Runspace Pool Architecture

flowchart LR
    subgraph fork["Ansible Fork 1"]
        A["Task A"]
        B["Task B"]
        C["Task C"]
        D["Task D"]
    end

    conn["Single WinRM Connection<br/>NTLM auth ONCE"]
    host["Windows Host"]

    A --> conn
    B --> conn
    C --> conn
    D --> conn
    conn --> host

    style conn fill:#9f9,stroke:#333,stroke-width:2px
  • One TCP connection per RunspacePool, reused for ALL commands
  • Authentication happens once at pool creation
  • No per-task shell creation/destruction
  • Variables and session state persist across commands
  • 50-65% faster than pywinrm for repeated operations

Key PSRP Settings

ansible_psrp_reconnection_retries: 3    # default 0
ansible_psrp_reconnection_backoff: 2    # exponential backoff seconds
ansible_psrp_operation_timeout: 20      # seconds
ansible_psrp_read_timeout: 30           # seconds
ansible_psrp_connection_timeout: 30     # seconds

Molecule Parallelism

Native --parallel Flag

Uses Python multiprocessing process pool. Each scenario gets a UUID-based ephemeral directory for isolation. Platform names auto-suffixed.

pytest-xdist

MOLECULE_OPTS="--parallel" pytest --numprocesses auto --molecule roles/

Each worker gets PYTEST_XDIST_WORKER env var for unique naming.
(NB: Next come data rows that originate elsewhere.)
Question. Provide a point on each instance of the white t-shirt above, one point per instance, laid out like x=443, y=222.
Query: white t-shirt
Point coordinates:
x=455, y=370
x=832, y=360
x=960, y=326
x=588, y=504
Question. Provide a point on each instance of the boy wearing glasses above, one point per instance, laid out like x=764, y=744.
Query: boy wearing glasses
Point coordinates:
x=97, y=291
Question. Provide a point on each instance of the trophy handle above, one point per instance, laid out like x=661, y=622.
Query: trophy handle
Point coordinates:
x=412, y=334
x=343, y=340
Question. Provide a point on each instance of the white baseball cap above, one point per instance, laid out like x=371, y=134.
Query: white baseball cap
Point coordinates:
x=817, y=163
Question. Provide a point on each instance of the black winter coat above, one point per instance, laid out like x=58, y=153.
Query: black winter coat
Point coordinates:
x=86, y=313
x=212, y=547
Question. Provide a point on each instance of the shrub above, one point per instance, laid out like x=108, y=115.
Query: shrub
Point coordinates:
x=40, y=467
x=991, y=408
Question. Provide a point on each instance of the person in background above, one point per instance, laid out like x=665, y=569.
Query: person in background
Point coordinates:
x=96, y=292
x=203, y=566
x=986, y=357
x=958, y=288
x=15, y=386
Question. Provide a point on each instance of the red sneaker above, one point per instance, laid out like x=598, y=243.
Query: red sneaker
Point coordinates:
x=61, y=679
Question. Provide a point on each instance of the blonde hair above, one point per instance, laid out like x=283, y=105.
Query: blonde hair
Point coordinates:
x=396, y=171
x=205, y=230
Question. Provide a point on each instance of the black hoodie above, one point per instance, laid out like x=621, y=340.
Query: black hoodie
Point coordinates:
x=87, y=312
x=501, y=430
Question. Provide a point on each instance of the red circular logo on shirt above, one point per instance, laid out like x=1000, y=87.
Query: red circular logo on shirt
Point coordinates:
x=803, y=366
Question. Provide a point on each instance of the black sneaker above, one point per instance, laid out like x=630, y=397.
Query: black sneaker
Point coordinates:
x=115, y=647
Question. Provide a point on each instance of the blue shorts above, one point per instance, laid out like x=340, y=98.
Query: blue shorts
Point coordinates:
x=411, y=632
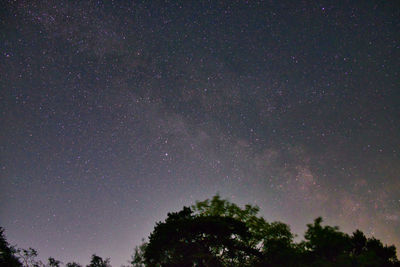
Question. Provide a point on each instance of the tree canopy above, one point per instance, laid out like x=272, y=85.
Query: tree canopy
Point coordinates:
x=217, y=233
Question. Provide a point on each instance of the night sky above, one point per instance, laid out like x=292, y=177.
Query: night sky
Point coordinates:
x=114, y=113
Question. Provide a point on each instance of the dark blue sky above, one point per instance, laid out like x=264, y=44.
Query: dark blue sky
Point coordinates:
x=115, y=113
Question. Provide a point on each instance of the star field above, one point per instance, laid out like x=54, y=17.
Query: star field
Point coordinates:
x=114, y=113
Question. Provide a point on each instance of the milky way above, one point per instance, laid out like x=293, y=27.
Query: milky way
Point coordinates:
x=115, y=113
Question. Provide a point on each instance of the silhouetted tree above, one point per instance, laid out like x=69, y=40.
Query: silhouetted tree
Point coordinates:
x=138, y=258
x=98, y=261
x=53, y=262
x=187, y=240
x=7, y=252
x=28, y=257
x=219, y=233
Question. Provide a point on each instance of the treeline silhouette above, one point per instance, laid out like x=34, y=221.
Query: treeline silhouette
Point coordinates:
x=217, y=232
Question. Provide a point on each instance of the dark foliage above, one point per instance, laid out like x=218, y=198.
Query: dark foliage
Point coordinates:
x=219, y=233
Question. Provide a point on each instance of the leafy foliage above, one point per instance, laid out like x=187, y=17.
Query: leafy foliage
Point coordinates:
x=219, y=233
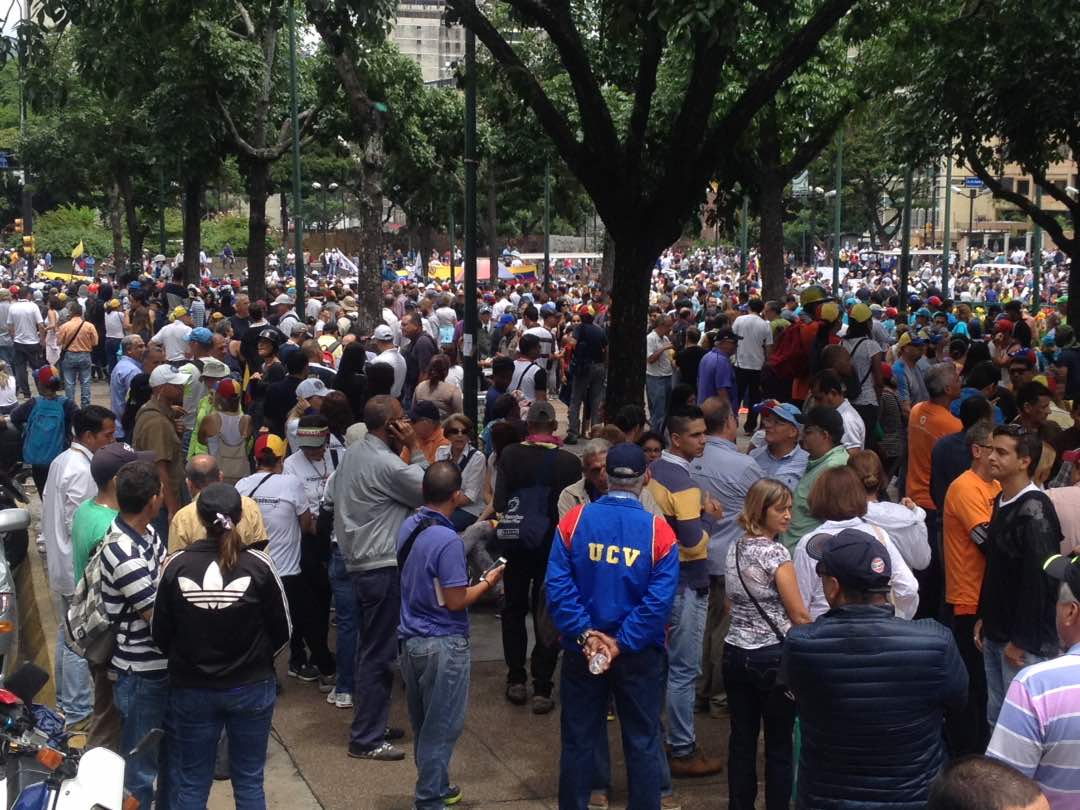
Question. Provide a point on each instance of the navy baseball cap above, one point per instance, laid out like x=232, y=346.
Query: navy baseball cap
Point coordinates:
x=856, y=558
x=625, y=460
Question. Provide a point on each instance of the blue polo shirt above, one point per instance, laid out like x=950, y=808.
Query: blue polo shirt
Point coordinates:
x=437, y=561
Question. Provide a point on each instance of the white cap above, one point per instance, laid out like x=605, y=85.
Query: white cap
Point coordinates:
x=311, y=387
x=164, y=375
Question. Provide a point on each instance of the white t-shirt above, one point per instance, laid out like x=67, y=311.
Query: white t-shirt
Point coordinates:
x=393, y=358
x=25, y=316
x=174, y=339
x=313, y=474
x=662, y=366
x=854, y=428
x=115, y=324
x=282, y=501
x=756, y=334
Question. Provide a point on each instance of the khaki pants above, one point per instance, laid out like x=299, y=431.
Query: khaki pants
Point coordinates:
x=711, y=680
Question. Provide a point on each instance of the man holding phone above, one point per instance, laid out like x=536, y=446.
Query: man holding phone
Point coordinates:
x=434, y=630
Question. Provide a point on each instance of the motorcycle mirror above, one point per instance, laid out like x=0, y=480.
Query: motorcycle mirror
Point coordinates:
x=148, y=743
x=26, y=682
x=13, y=520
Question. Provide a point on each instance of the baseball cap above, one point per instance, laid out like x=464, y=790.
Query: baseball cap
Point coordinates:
x=312, y=436
x=201, y=335
x=781, y=409
x=49, y=376
x=165, y=375
x=856, y=558
x=228, y=389
x=824, y=417
x=1064, y=569
x=108, y=460
x=214, y=368
x=423, y=409
x=860, y=313
x=312, y=387
x=625, y=460
x=540, y=412
x=270, y=442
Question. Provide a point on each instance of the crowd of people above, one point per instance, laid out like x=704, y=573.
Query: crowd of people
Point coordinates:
x=836, y=514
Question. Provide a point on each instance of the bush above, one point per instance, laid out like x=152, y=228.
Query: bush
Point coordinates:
x=62, y=229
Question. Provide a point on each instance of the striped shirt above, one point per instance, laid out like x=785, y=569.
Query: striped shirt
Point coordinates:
x=130, y=566
x=1038, y=730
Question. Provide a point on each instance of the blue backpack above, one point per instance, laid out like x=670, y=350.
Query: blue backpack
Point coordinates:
x=45, y=432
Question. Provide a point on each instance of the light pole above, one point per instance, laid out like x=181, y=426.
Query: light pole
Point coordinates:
x=297, y=193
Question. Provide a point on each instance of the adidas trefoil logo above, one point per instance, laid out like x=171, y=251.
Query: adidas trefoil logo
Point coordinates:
x=213, y=593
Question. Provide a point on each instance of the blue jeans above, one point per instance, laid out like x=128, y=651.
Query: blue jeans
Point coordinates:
x=142, y=700
x=377, y=597
x=436, y=687
x=345, y=609
x=196, y=719
x=77, y=365
x=658, y=389
x=635, y=682
x=999, y=675
x=75, y=696
x=685, y=637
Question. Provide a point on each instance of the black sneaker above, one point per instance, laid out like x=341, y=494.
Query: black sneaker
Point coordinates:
x=307, y=673
x=382, y=753
x=453, y=795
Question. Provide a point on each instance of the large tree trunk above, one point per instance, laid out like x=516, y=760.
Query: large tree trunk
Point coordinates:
x=771, y=202
x=493, y=224
x=135, y=230
x=116, y=225
x=628, y=323
x=258, y=190
x=369, y=280
x=192, y=228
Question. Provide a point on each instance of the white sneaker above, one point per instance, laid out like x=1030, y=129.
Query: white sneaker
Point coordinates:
x=341, y=700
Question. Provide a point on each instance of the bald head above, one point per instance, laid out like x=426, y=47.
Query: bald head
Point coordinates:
x=201, y=472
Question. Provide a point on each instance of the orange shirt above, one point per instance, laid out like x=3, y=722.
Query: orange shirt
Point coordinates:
x=927, y=423
x=84, y=339
x=968, y=503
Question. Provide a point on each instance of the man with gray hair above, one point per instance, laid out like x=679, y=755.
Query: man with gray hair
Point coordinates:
x=929, y=421
x=127, y=367
x=186, y=528
x=1039, y=724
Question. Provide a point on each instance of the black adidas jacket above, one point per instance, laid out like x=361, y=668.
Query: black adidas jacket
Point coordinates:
x=219, y=630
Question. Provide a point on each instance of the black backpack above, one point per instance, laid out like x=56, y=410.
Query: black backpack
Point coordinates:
x=526, y=525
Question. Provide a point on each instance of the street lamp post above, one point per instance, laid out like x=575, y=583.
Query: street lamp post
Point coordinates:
x=297, y=193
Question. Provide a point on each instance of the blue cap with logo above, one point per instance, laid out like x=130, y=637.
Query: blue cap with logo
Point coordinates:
x=856, y=558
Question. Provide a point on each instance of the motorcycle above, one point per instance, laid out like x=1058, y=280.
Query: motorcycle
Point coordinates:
x=41, y=769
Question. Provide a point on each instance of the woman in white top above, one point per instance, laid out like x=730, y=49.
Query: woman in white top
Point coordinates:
x=904, y=522
x=837, y=499
x=472, y=464
x=434, y=388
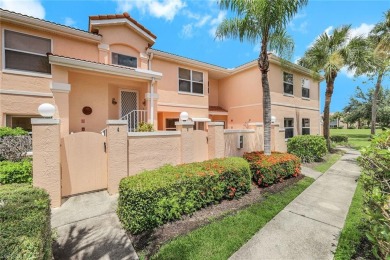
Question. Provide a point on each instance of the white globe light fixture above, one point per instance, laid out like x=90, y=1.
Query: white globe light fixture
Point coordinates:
x=183, y=116
x=46, y=110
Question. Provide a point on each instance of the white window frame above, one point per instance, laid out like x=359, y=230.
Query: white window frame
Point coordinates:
x=304, y=86
x=112, y=53
x=305, y=127
x=290, y=127
x=285, y=82
x=170, y=128
x=24, y=72
x=191, y=81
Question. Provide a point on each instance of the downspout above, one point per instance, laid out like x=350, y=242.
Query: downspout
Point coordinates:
x=151, y=90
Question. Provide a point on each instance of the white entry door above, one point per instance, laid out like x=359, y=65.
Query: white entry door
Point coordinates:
x=129, y=103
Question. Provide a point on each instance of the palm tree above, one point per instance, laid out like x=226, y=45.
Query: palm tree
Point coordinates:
x=328, y=55
x=372, y=57
x=261, y=21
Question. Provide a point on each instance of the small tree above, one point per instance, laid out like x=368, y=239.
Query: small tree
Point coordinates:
x=264, y=21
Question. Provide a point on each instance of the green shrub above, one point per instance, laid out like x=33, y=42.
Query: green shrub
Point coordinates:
x=15, y=172
x=7, y=131
x=25, y=231
x=152, y=198
x=339, y=138
x=144, y=127
x=307, y=147
x=375, y=161
x=267, y=170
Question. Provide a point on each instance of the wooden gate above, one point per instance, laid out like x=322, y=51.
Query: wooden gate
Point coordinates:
x=83, y=163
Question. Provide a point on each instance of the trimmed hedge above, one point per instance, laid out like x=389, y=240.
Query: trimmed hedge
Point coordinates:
x=267, y=170
x=152, y=198
x=15, y=172
x=25, y=231
x=7, y=131
x=339, y=138
x=375, y=161
x=307, y=147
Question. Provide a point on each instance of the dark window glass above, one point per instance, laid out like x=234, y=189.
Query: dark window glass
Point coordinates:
x=306, y=92
x=27, y=62
x=305, y=126
x=26, y=52
x=190, y=81
x=197, y=88
x=124, y=60
x=289, y=127
x=184, y=74
x=170, y=124
x=184, y=86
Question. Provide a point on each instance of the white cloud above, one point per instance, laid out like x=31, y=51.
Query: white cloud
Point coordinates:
x=349, y=73
x=187, y=31
x=166, y=9
x=215, y=22
x=69, y=21
x=27, y=7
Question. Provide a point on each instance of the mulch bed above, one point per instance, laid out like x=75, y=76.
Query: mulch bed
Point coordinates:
x=151, y=241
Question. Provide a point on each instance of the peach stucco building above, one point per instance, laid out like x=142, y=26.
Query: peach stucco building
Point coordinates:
x=111, y=71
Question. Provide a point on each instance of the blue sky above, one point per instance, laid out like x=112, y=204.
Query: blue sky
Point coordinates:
x=187, y=28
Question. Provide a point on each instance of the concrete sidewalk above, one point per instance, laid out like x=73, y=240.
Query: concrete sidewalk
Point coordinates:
x=88, y=228
x=309, y=227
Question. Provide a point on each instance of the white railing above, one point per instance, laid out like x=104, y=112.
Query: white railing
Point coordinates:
x=134, y=118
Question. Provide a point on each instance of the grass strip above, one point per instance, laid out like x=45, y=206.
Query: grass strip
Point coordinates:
x=352, y=232
x=333, y=158
x=221, y=238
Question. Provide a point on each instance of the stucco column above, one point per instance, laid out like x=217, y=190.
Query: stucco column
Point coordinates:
x=117, y=162
x=216, y=140
x=259, y=140
x=187, y=141
x=278, y=142
x=46, y=157
x=61, y=99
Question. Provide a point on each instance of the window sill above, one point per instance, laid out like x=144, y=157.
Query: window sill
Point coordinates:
x=191, y=94
x=26, y=73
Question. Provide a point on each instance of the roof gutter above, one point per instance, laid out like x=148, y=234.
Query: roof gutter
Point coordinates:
x=31, y=22
x=104, y=68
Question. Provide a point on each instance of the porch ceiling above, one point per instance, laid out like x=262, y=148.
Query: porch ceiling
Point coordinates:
x=104, y=68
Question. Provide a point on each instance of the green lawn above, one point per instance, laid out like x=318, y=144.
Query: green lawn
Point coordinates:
x=352, y=233
x=357, y=138
x=221, y=238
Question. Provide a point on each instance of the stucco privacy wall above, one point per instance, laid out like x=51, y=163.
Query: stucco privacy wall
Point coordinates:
x=148, y=151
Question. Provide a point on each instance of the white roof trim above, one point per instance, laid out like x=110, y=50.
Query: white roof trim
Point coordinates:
x=201, y=119
x=123, y=21
x=105, y=68
x=39, y=24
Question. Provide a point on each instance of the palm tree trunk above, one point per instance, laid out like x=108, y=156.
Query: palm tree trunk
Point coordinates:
x=374, y=101
x=263, y=64
x=328, y=99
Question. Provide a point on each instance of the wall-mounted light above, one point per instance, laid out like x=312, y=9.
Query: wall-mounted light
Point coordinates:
x=46, y=110
x=183, y=116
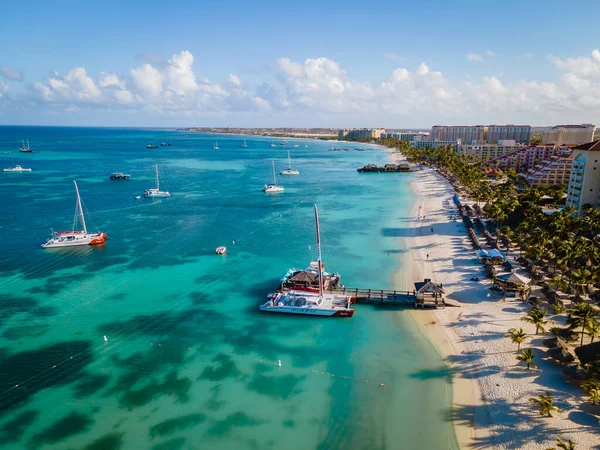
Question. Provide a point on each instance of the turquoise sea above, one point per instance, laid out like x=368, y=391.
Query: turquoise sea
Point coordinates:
x=190, y=363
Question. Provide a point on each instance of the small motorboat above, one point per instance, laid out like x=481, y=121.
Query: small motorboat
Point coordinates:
x=17, y=168
x=119, y=176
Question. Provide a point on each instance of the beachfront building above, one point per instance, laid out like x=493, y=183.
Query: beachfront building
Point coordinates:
x=517, y=133
x=482, y=133
x=483, y=151
x=555, y=170
x=463, y=133
x=361, y=133
x=569, y=134
x=525, y=158
x=434, y=144
x=584, y=183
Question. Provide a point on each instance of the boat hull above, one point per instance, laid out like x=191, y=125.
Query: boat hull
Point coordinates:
x=69, y=239
x=319, y=312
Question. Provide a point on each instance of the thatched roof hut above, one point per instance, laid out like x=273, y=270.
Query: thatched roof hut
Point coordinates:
x=588, y=353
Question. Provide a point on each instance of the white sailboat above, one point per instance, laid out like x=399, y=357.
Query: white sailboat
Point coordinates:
x=156, y=192
x=289, y=170
x=74, y=238
x=310, y=303
x=273, y=188
x=25, y=148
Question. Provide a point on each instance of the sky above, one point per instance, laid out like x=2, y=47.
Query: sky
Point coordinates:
x=392, y=64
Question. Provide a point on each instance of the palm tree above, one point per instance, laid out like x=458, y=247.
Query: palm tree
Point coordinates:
x=516, y=336
x=582, y=317
x=592, y=389
x=536, y=317
x=527, y=356
x=593, y=330
x=562, y=445
x=545, y=404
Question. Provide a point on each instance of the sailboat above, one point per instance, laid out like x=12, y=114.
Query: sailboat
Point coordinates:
x=273, y=188
x=156, y=192
x=26, y=148
x=289, y=170
x=73, y=238
x=310, y=303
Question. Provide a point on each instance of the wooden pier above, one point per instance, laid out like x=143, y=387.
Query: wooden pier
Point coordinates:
x=388, y=297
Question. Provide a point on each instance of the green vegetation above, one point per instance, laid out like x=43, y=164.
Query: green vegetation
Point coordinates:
x=562, y=445
x=536, y=316
x=545, y=403
x=516, y=336
x=526, y=356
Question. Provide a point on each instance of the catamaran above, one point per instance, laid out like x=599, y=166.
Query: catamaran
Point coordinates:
x=310, y=303
x=289, y=170
x=26, y=148
x=156, y=192
x=73, y=238
x=17, y=168
x=273, y=188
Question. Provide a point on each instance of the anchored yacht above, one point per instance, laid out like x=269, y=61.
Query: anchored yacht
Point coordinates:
x=74, y=238
x=307, y=302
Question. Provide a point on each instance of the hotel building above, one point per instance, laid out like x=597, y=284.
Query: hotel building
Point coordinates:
x=584, y=183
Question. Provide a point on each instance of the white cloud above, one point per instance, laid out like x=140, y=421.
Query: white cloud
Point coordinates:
x=147, y=79
x=392, y=56
x=10, y=73
x=474, y=57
Critical: Prerun Race Condition

Galaxy collection installation is NOT parallel-safe. Multiple processes installing the same collection cause File exists errors.

Fix: Disable prerun, install deps serially first:

# .config/molecule/config.yml
prerun: false
# Install deps once, then run parallel
ansible-galaxy collection install -r requirements.yml
MOLECULE_OPTS="--parallel" pytest --numprocesses auto --molecule roles/

Known Issue: Molecule 25.2.0 Regression

Issue #4408: Removed UUID-based ephemeral directory isolation, breaking parallel execution. Check your molecule version before relying on --parallel.

Maximum Connection Pressure Recipe

Theoretical Maximum

With default Windows quotas (MaxShellsPerUser=30, MaxConcurrentUsers=10): - Each fork creates 1 connection - forks=30 would saturate MaxShellsPerUser - forks=50 would exceed it → errors

Inventory Trick (Multiple Entries, Same Host)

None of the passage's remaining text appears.